Using AI to Estimate Claim Exposure

*This article was originally published on Legaldive
By combining their legal insight with technology’s ability to speed through complex calculations, in-house attorneys can help ensure their claim reserves are accurate.

In-house legal teams are under increasing pressure when valuing claim exposure. Their company’s earnings guidance can be imperiled if an audit shows an unexpected jump in value in their claim reserves. That can put counsel on the defensive if they’re asked to justify where the numbers came from. Rough estimates don’t cut it anymore.

AI tools, which are already being used in legal functions to simplify creation of frequently used documents and speed up electronic searches, can help with claims valuation too, but only if they’re used properly.

As legal professionals, we need to understand how these tools complement rather than replace human intuition.

Although computers excel at functions humans find challenging, such as complex counting, information retrieval and rapid calculations, they’re still no match for human ingenuity and intuition. That means the best results come when we take our best human advice about a situation and let AI tools calculate the implications of that advice. 

This same formula can turn legal advice into higher-quality claim valuation.

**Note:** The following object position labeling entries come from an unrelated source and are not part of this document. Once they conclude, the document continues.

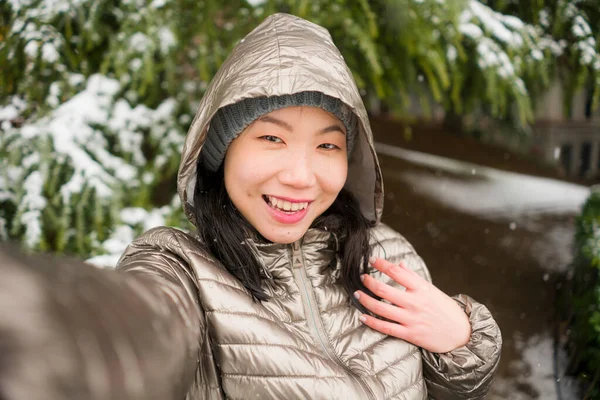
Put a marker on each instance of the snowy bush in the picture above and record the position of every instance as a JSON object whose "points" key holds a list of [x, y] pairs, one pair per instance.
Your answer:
{"points": [[96, 95], [69, 175], [585, 297]]}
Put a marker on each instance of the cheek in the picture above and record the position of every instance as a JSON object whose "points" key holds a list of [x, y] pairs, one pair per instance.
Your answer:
{"points": [[242, 173], [333, 176]]}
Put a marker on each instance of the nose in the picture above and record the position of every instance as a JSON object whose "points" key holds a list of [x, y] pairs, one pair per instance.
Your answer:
{"points": [[298, 170]]}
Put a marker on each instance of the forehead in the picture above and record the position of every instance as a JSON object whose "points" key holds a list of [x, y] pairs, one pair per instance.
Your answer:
{"points": [[296, 113]]}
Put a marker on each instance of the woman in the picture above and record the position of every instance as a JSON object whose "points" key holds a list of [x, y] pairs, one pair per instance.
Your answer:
{"points": [[278, 295]]}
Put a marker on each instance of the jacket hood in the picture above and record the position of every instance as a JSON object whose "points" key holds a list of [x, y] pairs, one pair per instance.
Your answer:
{"points": [[286, 55]]}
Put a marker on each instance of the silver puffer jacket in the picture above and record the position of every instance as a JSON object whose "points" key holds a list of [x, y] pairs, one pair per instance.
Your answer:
{"points": [[306, 342], [172, 323]]}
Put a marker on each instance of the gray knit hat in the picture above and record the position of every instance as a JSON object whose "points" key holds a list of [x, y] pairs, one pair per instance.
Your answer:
{"points": [[231, 120]]}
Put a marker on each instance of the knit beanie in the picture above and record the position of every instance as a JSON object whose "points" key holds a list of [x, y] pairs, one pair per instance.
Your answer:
{"points": [[231, 120]]}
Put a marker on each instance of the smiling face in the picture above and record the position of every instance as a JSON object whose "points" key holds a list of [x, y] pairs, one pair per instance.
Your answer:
{"points": [[286, 169]]}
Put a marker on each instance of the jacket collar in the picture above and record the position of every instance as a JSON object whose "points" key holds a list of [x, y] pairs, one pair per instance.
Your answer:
{"points": [[319, 248]]}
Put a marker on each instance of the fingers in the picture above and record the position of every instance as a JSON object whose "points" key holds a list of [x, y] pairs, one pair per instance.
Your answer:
{"points": [[400, 274], [382, 309], [385, 291], [387, 328]]}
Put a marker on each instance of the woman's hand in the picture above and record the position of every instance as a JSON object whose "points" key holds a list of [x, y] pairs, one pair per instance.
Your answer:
{"points": [[422, 315]]}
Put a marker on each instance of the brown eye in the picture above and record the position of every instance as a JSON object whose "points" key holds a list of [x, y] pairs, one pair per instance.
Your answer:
{"points": [[329, 146], [271, 138]]}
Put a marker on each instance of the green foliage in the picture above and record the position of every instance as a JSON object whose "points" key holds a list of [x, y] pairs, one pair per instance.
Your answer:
{"points": [[585, 298], [96, 95], [569, 30]]}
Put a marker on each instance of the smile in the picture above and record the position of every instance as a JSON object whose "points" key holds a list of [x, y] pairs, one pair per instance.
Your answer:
{"points": [[287, 206]]}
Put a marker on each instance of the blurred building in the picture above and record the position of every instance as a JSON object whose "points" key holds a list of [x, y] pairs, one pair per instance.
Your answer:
{"points": [[572, 141]]}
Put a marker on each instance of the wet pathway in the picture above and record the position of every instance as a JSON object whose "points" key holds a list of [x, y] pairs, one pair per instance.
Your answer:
{"points": [[502, 238]]}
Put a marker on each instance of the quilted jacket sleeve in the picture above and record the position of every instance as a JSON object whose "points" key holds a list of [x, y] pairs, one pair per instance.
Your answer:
{"points": [[73, 331], [465, 373]]}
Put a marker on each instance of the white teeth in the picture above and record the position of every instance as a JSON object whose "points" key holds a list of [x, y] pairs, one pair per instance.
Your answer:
{"points": [[286, 205]]}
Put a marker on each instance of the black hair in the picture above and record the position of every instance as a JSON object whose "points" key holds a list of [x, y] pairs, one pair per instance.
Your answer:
{"points": [[223, 229]]}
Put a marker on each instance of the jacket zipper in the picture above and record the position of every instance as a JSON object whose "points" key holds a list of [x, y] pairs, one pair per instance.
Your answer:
{"points": [[314, 321]]}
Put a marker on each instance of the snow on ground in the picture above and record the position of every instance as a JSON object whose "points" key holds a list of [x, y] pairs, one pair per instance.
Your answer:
{"points": [[518, 200], [487, 192], [534, 375], [515, 199]]}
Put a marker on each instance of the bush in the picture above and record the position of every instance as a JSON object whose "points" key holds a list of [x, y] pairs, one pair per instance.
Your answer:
{"points": [[585, 297]]}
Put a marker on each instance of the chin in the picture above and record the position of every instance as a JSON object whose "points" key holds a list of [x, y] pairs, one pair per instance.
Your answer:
{"points": [[283, 235]]}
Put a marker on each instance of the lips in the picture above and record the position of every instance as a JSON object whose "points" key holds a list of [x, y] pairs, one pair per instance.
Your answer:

Claims usually are made up of subcomponents on which legal counsel can speak from considerable experience: the likelihood that a jury would find against the client, or that the alleged mistake injured the claimant, or how wide the range of damages a claimant is likely to receive is, or what the likelihood of a defense eliminating those damages is. Experienced lawyers are good at these assessments. It’s why clients hire and pay them money, whether they are at an outside law firm or in a specialized role within a company.

AI is most valuable when a client requests a bottom-line risk value for the case. Without AI, it is ordinarily the lawyer’s job to handle this estimation, and it is a thankless task.  

Although counsel will usually have already done an exceptional job evaluating the possible answers to each legal question in the case, estimating a final valuation goes further than this: it must account for the financial implications of the intersecting probabilities across each of these questions, which for complex claims is exceptionally difficult for human beings to do, much less to do so consistently or quickly.  

The discomfort of the task is not surprising: counsel never want to underestimate risk, which tends to incentivize conservative (higher) case valuations and, to the frustration of many clients, a disturbing frequency of 50-50 probabilities of success. The client, of course, can flip a coin themselves at no charge if this is always the bottom line. When in-house counsel are grilled by the financial team about these assessments, the combination of high valuations and uncertain odds makes for an uncomfortable meeting.

The problem is that the client is asking counsel to go outside their core expertise – legal advice – and effectively advise on the mathematics of combinations. Remember that this is what a risk valuation is: the average of the good, the bad, and the ugly outcomes for any claim.  

Given the role AI can play, what the client should be able to expect from their counsel is an estimate of the probability of success at each step of the verdict form. Other counsel experienced in statistical programming can then incorporate those probabilities into an AI calculation system.  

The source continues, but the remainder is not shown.